Predictors of post intubation hemodynamic instability
Fifty-one patients (42%) met the criteria defining PIHI (Table 2) with different interventions: fluid infusion (N = 25), norepinephrine introduction (N = 6) or dose increase (N = 20) (Additional file 1). At baseline, sepsis was more frequently observed in PIHI group (18 vs. 40%; p < 0.0001) as well as septic shock (4 vs. 14%; p = 0.0004). When compared to No-PIHI group, PIHI patients are characterized by higher central body temperature (37.1 [36.7–37.6] vs. 38.1 [37.4–39.2] °C; p = 0.0001), higher SOFA score (5 [4–7] vs. 9 [6–13], p < 0.0001) and higher SAPS II score (41 [29–53] vs. 57 [45–69], p < 0.0001). There was no significant difference in the Intubation Difficulty Scale between the two groups (0.5 [0; 2.0] vs. 0 [0; 2.7]; p = 0.78). Prior to intubation, during resuscitation, patients with PIHI had more often fluid expansion than patients without PIHI (61% vs. 30%; p = 0.002). During TI procedure, induction drugs were etomidate (88%) and suxamethonium chloride (55%) or rocuronium (27%) for curarization (Additional file 2).

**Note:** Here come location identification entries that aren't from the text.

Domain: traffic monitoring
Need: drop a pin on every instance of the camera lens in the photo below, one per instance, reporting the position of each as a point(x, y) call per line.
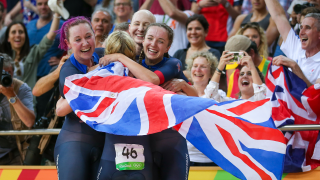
point(6, 81)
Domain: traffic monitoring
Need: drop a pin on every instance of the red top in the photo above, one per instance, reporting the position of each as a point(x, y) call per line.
point(217, 17)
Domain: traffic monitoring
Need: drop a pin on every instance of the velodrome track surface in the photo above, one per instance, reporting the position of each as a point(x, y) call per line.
point(196, 173)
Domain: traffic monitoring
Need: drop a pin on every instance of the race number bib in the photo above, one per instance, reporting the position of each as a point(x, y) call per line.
point(129, 157)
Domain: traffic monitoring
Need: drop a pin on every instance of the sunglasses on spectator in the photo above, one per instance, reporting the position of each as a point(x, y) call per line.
point(123, 4)
point(250, 24)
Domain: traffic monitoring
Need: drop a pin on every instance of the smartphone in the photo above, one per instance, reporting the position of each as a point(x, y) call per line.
point(236, 56)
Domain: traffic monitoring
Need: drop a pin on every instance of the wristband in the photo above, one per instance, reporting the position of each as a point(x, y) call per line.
point(59, 17)
point(218, 70)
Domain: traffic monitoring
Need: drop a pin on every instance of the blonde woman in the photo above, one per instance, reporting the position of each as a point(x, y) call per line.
point(120, 47)
point(201, 66)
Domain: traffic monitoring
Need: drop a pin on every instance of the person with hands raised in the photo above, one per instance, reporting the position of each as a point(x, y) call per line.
point(16, 45)
point(17, 113)
point(285, 61)
point(250, 82)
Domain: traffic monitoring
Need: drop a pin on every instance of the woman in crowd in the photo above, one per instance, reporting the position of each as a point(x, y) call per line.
point(255, 33)
point(250, 82)
point(16, 44)
point(197, 30)
point(139, 23)
point(260, 15)
point(202, 65)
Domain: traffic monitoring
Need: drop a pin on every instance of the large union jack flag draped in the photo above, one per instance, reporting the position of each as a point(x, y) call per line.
point(294, 103)
point(239, 135)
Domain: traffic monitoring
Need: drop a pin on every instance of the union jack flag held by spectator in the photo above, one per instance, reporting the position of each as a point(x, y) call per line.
point(239, 135)
point(294, 103)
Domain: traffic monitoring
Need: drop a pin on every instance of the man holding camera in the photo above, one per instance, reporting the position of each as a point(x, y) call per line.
point(16, 113)
point(302, 52)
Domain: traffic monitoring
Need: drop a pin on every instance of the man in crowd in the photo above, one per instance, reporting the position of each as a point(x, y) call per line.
point(219, 14)
point(36, 30)
point(16, 113)
point(123, 12)
point(302, 52)
point(102, 23)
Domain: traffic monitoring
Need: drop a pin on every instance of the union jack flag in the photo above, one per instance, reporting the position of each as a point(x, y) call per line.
point(294, 103)
point(239, 135)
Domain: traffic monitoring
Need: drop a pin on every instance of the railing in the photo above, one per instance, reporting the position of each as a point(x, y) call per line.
point(295, 127)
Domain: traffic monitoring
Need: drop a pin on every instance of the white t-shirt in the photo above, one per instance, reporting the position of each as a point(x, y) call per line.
point(180, 40)
point(292, 49)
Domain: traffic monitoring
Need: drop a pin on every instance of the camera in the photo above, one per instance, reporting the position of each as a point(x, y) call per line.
point(300, 7)
point(5, 77)
point(236, 56)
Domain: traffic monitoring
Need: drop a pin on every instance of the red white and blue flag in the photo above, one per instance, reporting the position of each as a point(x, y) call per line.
point(239, 135)
point(294, 103)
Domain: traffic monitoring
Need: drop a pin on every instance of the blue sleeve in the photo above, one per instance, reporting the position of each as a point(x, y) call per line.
point(67, 69)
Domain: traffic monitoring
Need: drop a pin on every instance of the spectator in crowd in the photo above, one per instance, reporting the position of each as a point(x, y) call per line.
point(242, 43)
point(217, 14)
point(156, 9)
point(140, 21)
point(123, 11)
point(80, 7)
point(122, 27)
point(29, 9)
point(260, 15)
point(3, 28)
point(255, 33)
point(16, 107)
point(176, 19)
point(250, 81)
point(247, 5)
point(36, 30)
point(104, 4)
point(197, 30)
point(26, 59)
point(49, 81)
point(108, 4)
point(302, 52)
point(102, 23)
point(11, 4)
point(202, 65)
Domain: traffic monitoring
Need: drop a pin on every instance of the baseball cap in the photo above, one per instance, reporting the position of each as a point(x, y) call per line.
point(57, 6)
point(237, 43)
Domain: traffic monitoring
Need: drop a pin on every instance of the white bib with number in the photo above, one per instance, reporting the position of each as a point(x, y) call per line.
point(129, 157)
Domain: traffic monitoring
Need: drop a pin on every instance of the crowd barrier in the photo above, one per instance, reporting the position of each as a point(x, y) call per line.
point(196, 173)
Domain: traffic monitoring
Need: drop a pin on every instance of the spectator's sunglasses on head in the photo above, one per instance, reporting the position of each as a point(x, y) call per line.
point(123, 4)
point(250, 24)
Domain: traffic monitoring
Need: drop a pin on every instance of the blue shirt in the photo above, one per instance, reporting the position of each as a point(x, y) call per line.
point(35, 36)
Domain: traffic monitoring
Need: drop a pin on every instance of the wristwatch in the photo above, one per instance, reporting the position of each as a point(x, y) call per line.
point(13, 100)
point(227, 4)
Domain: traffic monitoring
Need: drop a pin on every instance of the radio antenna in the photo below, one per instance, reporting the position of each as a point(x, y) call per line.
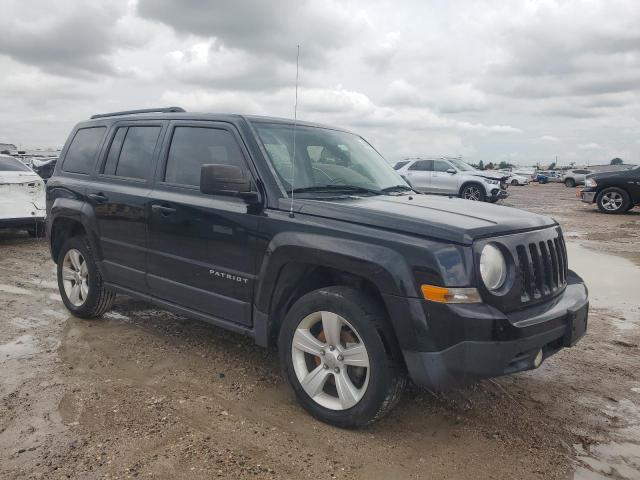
point(295, 124)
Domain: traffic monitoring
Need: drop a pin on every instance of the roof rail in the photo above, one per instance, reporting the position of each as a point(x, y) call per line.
point(144, 110)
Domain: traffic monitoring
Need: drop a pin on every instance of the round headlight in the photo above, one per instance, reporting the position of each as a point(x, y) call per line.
point(493, 267)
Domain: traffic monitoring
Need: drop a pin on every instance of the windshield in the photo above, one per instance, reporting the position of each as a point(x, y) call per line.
point(326, 158)
point(10, 164)
point(460, 165)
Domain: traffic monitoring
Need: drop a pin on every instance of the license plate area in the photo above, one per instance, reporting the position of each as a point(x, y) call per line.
point(576, 325)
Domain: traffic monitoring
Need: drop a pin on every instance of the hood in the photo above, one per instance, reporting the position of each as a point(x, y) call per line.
point(491, 174)
point(443, 218)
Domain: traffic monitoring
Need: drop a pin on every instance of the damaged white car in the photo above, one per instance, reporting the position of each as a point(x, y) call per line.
point(22, 197)
point(452, 176)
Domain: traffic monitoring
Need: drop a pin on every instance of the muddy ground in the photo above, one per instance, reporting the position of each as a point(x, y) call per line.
point(145, 393)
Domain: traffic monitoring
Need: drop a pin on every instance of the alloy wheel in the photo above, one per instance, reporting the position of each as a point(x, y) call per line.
point(330, 360)
point(75, 277)
point(471, 193)
point(612, 201)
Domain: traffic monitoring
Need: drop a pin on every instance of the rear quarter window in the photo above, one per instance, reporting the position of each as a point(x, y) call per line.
point(83, 150)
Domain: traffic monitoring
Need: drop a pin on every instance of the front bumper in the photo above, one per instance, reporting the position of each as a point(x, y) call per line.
point(504, 348)
point(497, 194)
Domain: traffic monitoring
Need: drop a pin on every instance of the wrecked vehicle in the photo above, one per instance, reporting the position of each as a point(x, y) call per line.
point(302, 237)
point(452, 176)
point(22, 197)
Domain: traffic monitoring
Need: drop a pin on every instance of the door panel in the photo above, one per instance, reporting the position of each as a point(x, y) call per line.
point(120, 215)
point(201, 247)
point(201, 254)
point(118, 196)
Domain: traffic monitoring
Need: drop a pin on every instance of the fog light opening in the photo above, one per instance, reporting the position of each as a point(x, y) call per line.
point(537, 361)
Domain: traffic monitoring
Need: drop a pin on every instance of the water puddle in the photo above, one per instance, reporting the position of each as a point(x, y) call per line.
point(15, 290)
point(20, 347)
point(613, 285)
point(612, 282)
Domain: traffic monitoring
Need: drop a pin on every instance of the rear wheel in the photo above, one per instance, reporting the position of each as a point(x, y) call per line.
point(473, 191)
point(333, 355)
point(613, 200)
point(79, 280)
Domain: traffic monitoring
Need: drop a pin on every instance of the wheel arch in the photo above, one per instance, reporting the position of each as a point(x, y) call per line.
point(300, 264)
point(70, 218)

Global hemodynamic parameters
When compared to No-PIHI group, patients with PIHI had a higher baseline heart rate (94 [82–108] vs. 112 [95–130] bpm; p < 0.0001) and higher norepinephrine infusion dose. Cardiac index and baseline both right and left ventricle echocardiographic parameters were not different between groups (Table 2).
Peripheral perfusion parameters
Baseline peripheral tissue perfusion parameters were statistically different between No-PIHI and PIHI patients. Patients who developed PIHI had higher arterial lactate level (1.3 [0.9–1.8] vs. 2.3 [1.1–3.5] mmol/L, p = 0.004), higher mottling score and prolonged knee capillary refill time (2.0 [1.3–3.0] vs. 2.9 [1.9; 5.3] s, p = 0.002) (Table 2).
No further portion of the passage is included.